Oh, I remember this book …

At tor.com, Judith Tarr has a post about a book I read ages ago. I didn’t actually like it all that well, but I loved the cover:

Anybody remember that one? I remember the cover very well and the story not at all:

The Heavenly Horse from the Outermost West, by Mary Stanton.

Ever wondered where the fire horses of The White Road of the Moon came from? I bet it was from this cover (which I had forgotten about until I saw this post a minute ago.)

[White Road only has eight reviews at Amazon, I notice. That’s pathetic. If any of you liked it and haven’t reviewed it, a few lines would be appreciated.]
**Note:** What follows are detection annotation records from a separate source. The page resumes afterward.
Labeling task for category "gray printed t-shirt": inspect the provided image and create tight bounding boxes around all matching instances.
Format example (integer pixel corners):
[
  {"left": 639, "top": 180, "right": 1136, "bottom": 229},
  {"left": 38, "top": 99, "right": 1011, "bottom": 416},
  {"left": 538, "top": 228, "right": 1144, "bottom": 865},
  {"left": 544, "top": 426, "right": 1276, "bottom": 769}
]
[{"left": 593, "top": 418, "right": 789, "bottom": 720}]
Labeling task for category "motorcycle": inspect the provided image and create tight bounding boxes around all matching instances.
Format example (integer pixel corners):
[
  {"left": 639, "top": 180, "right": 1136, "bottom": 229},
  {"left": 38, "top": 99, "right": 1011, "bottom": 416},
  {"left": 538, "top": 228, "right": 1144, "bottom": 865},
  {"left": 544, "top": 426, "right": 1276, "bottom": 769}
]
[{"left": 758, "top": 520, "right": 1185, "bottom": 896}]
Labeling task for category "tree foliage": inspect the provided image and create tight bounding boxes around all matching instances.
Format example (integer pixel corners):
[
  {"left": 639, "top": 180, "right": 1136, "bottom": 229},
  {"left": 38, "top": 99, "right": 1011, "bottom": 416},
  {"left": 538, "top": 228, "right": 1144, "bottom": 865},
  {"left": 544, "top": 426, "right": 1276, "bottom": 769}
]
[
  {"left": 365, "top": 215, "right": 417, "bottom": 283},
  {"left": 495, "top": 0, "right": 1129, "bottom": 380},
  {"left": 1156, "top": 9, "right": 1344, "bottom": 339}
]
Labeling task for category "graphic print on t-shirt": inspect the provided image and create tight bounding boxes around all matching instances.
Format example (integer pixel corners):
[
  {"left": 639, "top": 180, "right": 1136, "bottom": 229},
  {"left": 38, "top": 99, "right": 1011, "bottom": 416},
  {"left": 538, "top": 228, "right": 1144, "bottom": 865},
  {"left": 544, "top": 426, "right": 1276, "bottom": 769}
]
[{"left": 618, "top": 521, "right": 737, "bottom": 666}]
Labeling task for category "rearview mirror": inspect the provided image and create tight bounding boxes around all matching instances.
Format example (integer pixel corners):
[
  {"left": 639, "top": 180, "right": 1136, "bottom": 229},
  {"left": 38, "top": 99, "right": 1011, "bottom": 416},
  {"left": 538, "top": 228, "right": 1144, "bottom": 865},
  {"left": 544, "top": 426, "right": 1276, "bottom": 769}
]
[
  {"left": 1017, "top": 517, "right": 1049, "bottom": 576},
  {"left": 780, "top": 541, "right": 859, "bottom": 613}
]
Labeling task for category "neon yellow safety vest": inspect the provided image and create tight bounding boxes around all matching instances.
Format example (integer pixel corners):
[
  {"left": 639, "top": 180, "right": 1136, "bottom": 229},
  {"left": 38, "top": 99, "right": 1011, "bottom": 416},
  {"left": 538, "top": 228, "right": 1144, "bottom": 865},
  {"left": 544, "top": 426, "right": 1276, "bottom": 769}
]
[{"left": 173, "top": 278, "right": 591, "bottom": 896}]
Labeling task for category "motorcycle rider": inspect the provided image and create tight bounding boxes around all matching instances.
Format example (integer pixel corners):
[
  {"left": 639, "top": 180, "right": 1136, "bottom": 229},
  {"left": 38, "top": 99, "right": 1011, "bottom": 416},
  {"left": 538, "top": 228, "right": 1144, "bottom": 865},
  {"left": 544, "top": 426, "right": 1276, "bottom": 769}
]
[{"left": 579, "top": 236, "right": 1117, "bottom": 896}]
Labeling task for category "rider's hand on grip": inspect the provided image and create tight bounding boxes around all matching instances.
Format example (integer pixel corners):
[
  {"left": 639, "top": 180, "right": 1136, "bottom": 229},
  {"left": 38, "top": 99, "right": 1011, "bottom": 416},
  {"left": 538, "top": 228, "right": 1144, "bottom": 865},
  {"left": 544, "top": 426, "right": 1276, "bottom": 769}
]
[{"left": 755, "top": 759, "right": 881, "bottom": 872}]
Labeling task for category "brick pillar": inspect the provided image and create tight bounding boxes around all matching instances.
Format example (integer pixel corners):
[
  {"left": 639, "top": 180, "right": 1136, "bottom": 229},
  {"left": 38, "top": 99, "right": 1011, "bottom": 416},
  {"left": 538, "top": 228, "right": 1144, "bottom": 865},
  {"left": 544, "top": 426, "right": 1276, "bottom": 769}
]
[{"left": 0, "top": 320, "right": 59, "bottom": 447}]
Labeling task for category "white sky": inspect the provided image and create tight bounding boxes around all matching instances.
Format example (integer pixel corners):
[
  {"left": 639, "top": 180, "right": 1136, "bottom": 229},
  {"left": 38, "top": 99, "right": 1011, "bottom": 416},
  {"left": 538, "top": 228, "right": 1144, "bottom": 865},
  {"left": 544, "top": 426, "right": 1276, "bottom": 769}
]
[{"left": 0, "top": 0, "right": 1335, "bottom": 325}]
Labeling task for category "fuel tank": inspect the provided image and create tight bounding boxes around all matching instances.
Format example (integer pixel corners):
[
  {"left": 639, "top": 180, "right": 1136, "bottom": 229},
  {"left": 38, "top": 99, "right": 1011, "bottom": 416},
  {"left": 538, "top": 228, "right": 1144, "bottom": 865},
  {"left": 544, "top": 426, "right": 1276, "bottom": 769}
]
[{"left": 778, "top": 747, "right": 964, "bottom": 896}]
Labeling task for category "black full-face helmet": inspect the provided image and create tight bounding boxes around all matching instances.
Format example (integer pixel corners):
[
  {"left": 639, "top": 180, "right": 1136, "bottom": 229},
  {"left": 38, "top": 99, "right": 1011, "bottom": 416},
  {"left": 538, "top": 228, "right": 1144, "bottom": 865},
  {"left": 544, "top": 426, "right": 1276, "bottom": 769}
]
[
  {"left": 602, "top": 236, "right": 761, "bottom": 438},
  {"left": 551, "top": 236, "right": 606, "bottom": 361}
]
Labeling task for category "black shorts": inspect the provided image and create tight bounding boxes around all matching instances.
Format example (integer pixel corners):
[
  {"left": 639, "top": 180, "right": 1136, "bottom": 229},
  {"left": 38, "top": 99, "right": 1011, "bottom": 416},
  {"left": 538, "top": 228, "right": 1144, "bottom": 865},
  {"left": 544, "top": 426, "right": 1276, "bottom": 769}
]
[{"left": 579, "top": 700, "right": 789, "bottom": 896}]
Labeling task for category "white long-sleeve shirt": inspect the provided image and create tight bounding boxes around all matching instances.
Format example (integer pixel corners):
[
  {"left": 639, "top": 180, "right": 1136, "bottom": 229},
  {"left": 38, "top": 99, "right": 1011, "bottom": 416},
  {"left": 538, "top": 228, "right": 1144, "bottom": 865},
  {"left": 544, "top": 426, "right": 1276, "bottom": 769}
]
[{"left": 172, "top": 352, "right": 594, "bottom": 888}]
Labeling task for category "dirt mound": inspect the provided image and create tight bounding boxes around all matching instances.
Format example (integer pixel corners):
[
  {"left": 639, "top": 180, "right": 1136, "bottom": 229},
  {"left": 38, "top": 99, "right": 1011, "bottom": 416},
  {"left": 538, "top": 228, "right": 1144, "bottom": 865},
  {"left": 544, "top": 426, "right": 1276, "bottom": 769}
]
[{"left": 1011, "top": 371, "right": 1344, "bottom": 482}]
However, back to the main topic: I see that like me, Judith Tarr bounced off this book:

That was where I first began to realize why the book wasn’t working for me. The focus on stallions as the superior gender, and on mares as subject to their will and whim, made me go Nope. Nopenope…. I found myself pulling back from the human-essentialism of the worldbuilding. The horses are not horses, they’re humans in horse suits. They subscribe to human (modern Western) cultural assumptions, including the dominance of the male. Even physically, they keep showing human traits

Yep, that would have been my problem with this book. No question. I have always hated furry-humans-in-animal-suits.

Tarr says she’s going to do Dun Lady’s Jess next. Good. I completely agree that the horses in that one are much, much more realistic.